Lord Granville finit par conseiller à Thiers d'aboucher directement Jules Favre avec Bismarck. Thiers déclara qu'il n'était pas opposé à une telle démarche, mais qu'il fallait auparavant s'assurer d'une réponse favorable et que, dès lors, il conviendrait que l'Angleterre se fît l'intermédiaire de cette proposition. Lord Granville répondit qu'il allait s'entendre avec Gladstone. Le même jour, à six heures du soir, Gladstone se présenta à l'ambassade. Il était doux, grave, amical, mais profondément attristé par les événements. Il voulut bien admettre que l'Angleterre se fit l'intermédiaire d'une proposition tendant à obtenir une entrevue entre Bismarck et Jules Favre. Il faut, demanda Thiers, qu'en portant le message de paix, l'Angleterre réclame son acceptation comme un devoir envers l'humanité. Il faut qu'elle parle au nom de l'Europe ; il faut enfin qu'elle demande une paix équitable et durable qui ne porte pas atteinte à l'équilibre européen. — Oui, répéta plusieurs fois Gladstone, oui, lord Granville dira cela... Thiers, après cette conversation, retourna voir lord Granville qui lui parut toujours aussi soigneux de ne pas mettre le doigt dans un engrenage qui pourrait saisir le bras, puis la personne tout entière. A ses instances le ministre des Affaires étrangères opposa cette réponse très claire : N'insistez pas davantage ; nous voulons être simples intermédiaires sans appuyer aucune solution. Mais nous faire recommander une paix qui n'apporterait pas à l'équilibre européen plus de dommages qu'il n'en a déjà reçus, c'est nous faire entrer dans la négociation et prendre parti pour telle solution contre telle autre. Je ne sais si plus tard nous ne devrons pas aller plus loin, mais aujourd'hui déjà nous faisons un pas au delà des limites que nous nous étions tracées ; contentez-vous-en et ne nous demandez pas ce que nous ne pouvons pas faire.

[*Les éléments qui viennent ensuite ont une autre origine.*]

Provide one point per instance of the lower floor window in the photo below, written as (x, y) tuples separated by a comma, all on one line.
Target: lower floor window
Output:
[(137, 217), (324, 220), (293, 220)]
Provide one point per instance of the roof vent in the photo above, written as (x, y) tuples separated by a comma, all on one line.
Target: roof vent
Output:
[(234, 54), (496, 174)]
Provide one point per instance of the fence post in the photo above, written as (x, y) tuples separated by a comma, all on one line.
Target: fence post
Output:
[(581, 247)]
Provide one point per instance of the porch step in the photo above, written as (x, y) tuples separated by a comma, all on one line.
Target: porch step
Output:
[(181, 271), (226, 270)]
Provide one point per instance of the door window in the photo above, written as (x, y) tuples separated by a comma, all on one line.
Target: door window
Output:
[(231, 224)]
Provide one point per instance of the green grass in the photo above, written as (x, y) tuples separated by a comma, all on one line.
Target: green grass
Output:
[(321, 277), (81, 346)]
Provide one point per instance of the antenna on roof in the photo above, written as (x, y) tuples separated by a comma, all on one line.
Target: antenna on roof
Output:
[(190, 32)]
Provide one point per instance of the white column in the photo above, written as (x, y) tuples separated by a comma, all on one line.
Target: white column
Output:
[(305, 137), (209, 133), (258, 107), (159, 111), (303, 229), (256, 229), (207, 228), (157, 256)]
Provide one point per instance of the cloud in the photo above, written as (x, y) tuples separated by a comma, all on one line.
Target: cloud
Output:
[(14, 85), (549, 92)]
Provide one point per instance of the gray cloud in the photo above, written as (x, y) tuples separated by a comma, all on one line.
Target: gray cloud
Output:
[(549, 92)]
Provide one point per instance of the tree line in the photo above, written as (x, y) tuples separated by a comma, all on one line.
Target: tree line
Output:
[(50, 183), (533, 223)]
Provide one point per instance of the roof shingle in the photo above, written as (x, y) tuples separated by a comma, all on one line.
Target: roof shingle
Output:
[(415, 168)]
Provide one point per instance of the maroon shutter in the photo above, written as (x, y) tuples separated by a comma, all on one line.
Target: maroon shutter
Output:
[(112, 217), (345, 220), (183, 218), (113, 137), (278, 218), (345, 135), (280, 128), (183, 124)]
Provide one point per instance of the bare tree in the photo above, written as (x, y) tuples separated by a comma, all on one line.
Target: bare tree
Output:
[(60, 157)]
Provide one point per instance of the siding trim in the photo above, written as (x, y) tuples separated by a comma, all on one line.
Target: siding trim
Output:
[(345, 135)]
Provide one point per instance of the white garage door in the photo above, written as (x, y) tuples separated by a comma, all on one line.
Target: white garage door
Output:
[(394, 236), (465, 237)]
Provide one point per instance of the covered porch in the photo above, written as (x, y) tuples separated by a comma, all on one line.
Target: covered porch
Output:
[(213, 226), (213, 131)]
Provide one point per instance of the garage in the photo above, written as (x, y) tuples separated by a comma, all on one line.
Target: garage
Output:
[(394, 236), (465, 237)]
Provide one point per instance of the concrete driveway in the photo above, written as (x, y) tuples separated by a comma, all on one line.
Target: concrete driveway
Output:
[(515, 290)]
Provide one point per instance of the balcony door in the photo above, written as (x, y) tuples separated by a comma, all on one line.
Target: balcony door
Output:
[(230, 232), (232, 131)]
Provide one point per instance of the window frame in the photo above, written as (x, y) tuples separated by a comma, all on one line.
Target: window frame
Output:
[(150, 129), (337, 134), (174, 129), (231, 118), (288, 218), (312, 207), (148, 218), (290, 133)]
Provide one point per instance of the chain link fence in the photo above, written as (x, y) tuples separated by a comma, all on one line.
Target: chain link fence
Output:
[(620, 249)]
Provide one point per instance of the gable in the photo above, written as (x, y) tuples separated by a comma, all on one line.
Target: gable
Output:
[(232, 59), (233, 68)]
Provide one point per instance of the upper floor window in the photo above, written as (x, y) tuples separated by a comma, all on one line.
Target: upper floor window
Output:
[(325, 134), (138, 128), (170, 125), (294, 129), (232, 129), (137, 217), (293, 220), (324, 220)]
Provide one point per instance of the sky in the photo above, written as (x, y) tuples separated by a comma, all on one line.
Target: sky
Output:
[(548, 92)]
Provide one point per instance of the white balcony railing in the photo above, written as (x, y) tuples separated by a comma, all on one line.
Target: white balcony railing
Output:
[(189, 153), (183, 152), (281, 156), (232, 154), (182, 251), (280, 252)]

Thiers se montra attristé et mécontent de voir une ancienne alliance aboutir à si peu d'assistance au moment des grands périls, mais il se garda bien de commettre l'imprudence d'irriter sans rien gagner. Le 15 septembre, il avait eu connaissance de la dépêche de lord Granville à Bismarck qui recommandait assez chaudement l'acceptation de la proposition faite par Jules Favre de se rendre au camp prussien. Le premier pas de l'Angleterre est fait, écrivait-il ; je ne désespère pas de lui en loir faire d'autres... J'espère ne pas avoir tout à fait perdu mes peines en roulant l'amener à une certaine intervention. Sans doute, Thiers axait conçu de plus hautes espérances, mais se jeter dans une guerre pour prévenir des éventualités redoutables dépassait alors le courage de l'Europe, et l'Angleterre, qui allait laisser à la Prusse la liberté de tout entreprendre, devait un jour s'en repentir vivement, comme la France s'était repentie de sa non-intervention en 1866.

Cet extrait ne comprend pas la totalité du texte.